- 3 cups all-purpose flour
- 1 tablespoon salt
- 1/4 teaspoon instant yeast
- 13 ounces warm water, between 95 and 115 degrees Fahrenheit
- Dutch oven
Prep: 15 minutes First Rise: 12 - 18 hours Second Rise: 2 - 4 hours Total: 14 - 22 hours + change
I found this recipe during my first year of graduate school. I can't remember how I stumbled upon it, but the first time I made it I had no idea that it had originated from Jim Lahey, the owner of Sullivan Street Bakery, and is one of New York Times Cooking's most popular recipes. This bread has a nice chewy inside and a crunchy, developed crust. We made it this week (yesterday) and it's gone (today). There is nothing you can do that will make it taste bad! I had it with butter for breakfast, with hummus for lunch, and last night we chopped some up and made croutons for salad. It's a wonder bread!
There are a few tricks to baking bread that I've learned. The first trick is to watch the temperature of your water before you add it to your yeast. When making bread, the water (or sometimes milk or another liquid) activates the yeast. If the water is too hot, you'll kill the yeast which will then cause a sad bread (your dough won't rise). If the water is too cold, your dough will take much longer to rise. The second trick is to bake recipes more than once and pay attention to your results and the process. It takes a few times of making bread for your hands to understand when the gluten is developed, when you've overworked your dough, and when your dough needs a little more love. The third trick is patience. For the most part, you shouldn't bake if you're in a rush. The longer you let dough develop, the more flavorful it will be and the less likely you are to have hard, dense bread.
For this bread, combine the flour, salt, and yeast in a large bowl. Add warm water and mix with wooden spoon until you have a shaggy ball. The dough won't look smooth and pretty at this point, so don't worry if it doesn't resemble the picture yet. Cover the dough with plastic wrap or a kitchen towel (my preference - I hate extra waste) and leave it alone! Walk away, go to sleep. The dough needs to rest for at least 12 hours and up to 18. I left mine alone for 14 and was very happy with the results.

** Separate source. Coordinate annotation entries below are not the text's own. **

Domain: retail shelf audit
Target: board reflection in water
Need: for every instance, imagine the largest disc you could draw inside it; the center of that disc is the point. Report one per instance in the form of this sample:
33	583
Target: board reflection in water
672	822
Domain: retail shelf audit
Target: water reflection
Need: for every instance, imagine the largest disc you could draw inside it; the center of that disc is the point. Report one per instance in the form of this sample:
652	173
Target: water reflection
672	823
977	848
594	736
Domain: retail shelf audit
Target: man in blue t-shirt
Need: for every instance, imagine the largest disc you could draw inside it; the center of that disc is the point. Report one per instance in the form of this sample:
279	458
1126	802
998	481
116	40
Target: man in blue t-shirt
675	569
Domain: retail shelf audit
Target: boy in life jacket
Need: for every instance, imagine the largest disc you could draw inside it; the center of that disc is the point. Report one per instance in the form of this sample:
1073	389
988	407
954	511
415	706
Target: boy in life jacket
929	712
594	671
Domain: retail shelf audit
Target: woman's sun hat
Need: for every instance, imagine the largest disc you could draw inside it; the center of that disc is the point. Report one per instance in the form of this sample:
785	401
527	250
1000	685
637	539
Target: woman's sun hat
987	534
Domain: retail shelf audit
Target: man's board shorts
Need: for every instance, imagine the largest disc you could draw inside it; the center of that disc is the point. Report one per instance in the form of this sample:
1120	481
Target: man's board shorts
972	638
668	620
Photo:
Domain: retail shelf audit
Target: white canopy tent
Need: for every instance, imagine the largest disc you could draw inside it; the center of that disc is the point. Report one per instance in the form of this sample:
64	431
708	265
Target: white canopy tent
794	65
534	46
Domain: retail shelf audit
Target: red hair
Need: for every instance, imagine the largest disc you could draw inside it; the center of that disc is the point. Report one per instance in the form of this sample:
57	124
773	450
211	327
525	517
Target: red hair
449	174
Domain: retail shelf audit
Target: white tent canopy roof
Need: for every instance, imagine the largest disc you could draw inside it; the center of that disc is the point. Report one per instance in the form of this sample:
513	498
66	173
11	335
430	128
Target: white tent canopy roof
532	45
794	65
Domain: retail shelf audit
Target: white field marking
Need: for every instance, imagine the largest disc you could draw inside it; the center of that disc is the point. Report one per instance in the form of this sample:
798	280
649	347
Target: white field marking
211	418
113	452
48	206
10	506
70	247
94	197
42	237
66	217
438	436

After 12 - 18 hours, remove towel or plastic wrap and transfer dough to a lightly floured surface. Fold the dough over itself twice, then form into a ball. Don't overwork the dough here, this should only take a few minutes. Another way this recipe is forgiving - the dutch oven. It holds the shape of the dough, so no matter how messy your dough looks, it'll come out a beautiful loaf.
For the second rise, place the dough onto parchment paper (this will make it MUCH easier to transfer the dough into a very hot dutch oven in the next step), dust the top of the loaf with cornmeal, and cover with kitchen towel. Allow to rise for at least 2 hours. I let my rise for 3 hours and could have gone four.
Prep: 30 minutes Bake: 45 minutes - 1 hour
Thirty minutes before you are ready for the bake, place a dutch oven into a 500 degree oven.
After the dough has completed its second rise, very carefully remove the dutch oven, grab the tips of the parchment paper, and plop the bread into the dutch oven. Cover with lid and return to oven for 30 minutes. This is the great trick of this bread! Cooking in the dutch oven preserves the shape of the loaf while the lid of the dutch oven traps steam, making that delicate, tasty inside you saw in the top photo. When you remove the lid after 30 minutes, you'll crisp up the exterior of the bread. It's real magic!
After 30 minutes, remove the lid, lower oven temperature to 450 degrees, and bake for another 15 - 30 minutes. Keep an eye on the bread after 15 more minutes. I took mine out right at the 15 minute mark. If you're worried about the middle being finished, flip your bread out and give it a nice knock on the bottom. If it sounds hollow, you've got a ready-to-eat loaf!